I lost my installation CD for my HP deskjet 3320 printer.

What are my options? How do I get the drivers and such?


----------



## Tumbleweed36 (May 14, 2005)

*Re: Lost installation CD for HP printer*

Go here and see if this helps:

http://www.softwarepatch.com/utilities/hp3320.html


----------



## jessman (Oct 24, 2006)

*Re: Lost installation CD for HP printer*

Thanks man, I will try this and see:grin:


----------



## trammax (Feb 2, 2009)

*Re: Lost installation CD for HP printer*

i lost my installation CD for
hp psc 2410xi photosmart all-in-one. 
what can i do?


----------



## Tumbleweed36 (May 14, 2005)

*Re: Lost installation CD for HP printer*

Try here for the drivers:

http://drivers.myfreewares.com/free...er-v4.2.0-windows-98-me-2000-xp-download.html


----------



## Jim OHaver (Jun 23, 2008)

*Re: Lost installation CD for HP printer*

I have the original CD, but I can't "Add Printer" using it on ME machine I just got as a hand-me down. Add Printer, Have Disk; it keeps asking me to choose a location, and then prompts me again for "Have Disk". I've tried simply running D:\Setup, and it just blinks at me. I know the CD is good because I loaded from it to an XP machine not long ago. The printer works fine.
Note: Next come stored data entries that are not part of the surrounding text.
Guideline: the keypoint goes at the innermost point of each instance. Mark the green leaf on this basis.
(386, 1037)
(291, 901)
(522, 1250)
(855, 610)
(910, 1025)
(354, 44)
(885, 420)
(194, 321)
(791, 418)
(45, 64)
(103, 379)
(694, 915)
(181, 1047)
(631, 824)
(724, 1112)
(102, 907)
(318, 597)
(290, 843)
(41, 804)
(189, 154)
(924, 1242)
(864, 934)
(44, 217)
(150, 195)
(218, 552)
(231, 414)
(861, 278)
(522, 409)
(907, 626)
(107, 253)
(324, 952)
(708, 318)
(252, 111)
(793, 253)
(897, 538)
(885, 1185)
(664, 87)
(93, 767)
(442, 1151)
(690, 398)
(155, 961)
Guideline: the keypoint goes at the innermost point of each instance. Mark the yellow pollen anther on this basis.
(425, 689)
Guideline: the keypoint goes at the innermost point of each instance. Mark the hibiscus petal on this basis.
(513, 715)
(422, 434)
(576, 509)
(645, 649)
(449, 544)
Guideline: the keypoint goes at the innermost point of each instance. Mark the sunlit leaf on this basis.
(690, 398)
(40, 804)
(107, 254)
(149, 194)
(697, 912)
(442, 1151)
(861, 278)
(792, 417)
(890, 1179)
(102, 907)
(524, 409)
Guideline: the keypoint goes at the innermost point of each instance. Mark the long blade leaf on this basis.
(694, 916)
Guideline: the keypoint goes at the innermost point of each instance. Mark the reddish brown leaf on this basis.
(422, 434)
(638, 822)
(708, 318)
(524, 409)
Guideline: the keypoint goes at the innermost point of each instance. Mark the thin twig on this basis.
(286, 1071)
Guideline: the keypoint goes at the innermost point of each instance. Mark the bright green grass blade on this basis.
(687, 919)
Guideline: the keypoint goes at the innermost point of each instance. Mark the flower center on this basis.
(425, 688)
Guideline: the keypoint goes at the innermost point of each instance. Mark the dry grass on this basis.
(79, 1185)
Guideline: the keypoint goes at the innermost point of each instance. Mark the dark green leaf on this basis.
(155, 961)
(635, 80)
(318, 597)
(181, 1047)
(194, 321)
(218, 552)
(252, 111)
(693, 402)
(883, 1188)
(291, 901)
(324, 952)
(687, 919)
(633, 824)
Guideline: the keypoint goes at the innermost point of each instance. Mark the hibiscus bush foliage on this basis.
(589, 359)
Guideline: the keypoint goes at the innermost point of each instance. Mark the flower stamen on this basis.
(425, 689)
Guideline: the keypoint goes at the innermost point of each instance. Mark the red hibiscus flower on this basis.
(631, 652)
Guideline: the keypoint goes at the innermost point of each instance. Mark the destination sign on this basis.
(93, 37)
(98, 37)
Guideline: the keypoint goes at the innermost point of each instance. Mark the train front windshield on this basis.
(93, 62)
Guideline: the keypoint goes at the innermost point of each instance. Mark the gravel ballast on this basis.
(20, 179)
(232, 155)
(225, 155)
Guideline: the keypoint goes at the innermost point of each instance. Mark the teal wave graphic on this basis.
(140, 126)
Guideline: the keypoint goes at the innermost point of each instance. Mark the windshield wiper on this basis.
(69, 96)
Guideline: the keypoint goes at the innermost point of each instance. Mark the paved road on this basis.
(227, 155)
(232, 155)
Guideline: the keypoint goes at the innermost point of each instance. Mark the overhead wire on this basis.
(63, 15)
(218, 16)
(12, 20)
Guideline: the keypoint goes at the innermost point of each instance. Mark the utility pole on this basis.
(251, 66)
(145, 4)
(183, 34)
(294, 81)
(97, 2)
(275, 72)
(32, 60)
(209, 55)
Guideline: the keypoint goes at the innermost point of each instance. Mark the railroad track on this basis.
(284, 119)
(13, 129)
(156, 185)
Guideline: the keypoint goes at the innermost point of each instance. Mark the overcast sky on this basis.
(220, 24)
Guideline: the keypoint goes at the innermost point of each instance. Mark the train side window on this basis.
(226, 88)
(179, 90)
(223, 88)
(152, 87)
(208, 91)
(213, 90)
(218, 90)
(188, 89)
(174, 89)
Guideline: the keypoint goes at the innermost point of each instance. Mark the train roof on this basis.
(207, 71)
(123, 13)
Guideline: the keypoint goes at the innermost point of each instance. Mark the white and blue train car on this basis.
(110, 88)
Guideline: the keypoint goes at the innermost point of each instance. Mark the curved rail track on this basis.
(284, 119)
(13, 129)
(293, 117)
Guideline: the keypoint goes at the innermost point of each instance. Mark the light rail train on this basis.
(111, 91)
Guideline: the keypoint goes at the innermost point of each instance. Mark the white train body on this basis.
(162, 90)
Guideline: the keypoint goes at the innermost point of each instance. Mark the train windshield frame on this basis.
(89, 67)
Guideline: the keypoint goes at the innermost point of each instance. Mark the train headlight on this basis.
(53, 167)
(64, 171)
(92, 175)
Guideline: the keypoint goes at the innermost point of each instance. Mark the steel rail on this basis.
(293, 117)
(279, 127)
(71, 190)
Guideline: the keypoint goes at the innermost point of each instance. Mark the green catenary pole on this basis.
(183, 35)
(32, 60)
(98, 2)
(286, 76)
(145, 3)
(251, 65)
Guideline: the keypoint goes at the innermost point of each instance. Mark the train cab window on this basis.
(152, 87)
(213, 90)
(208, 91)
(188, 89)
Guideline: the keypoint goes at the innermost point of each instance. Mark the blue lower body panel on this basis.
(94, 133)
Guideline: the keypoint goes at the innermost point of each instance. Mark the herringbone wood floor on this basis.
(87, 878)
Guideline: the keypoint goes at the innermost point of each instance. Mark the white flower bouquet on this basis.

ANy thoughts, anyone?


----------



## matstormy (Oct 25, 2009)

*Re: Lost installation CD for HP printer*

i lost my installation CD for
hp psc 2110 all-in-one.
what can i do?:4-dontkno


----------



## Old Rich (May 31, 2007)

*Re: Lost installation CD for HP printer*

http://www.hp.com/#Support


----------



## Riskyone101 (Oct 22, 2008)

*Re: Lost installation CD for HP printer*

For any future posting just go to manufactures site for the latest driver and software

Examples: HP, Canon, Lexmark....ect....go under support section (drivers and software downloads).
Note: Download printer driver and software and any critical updates if any for the printer.


----------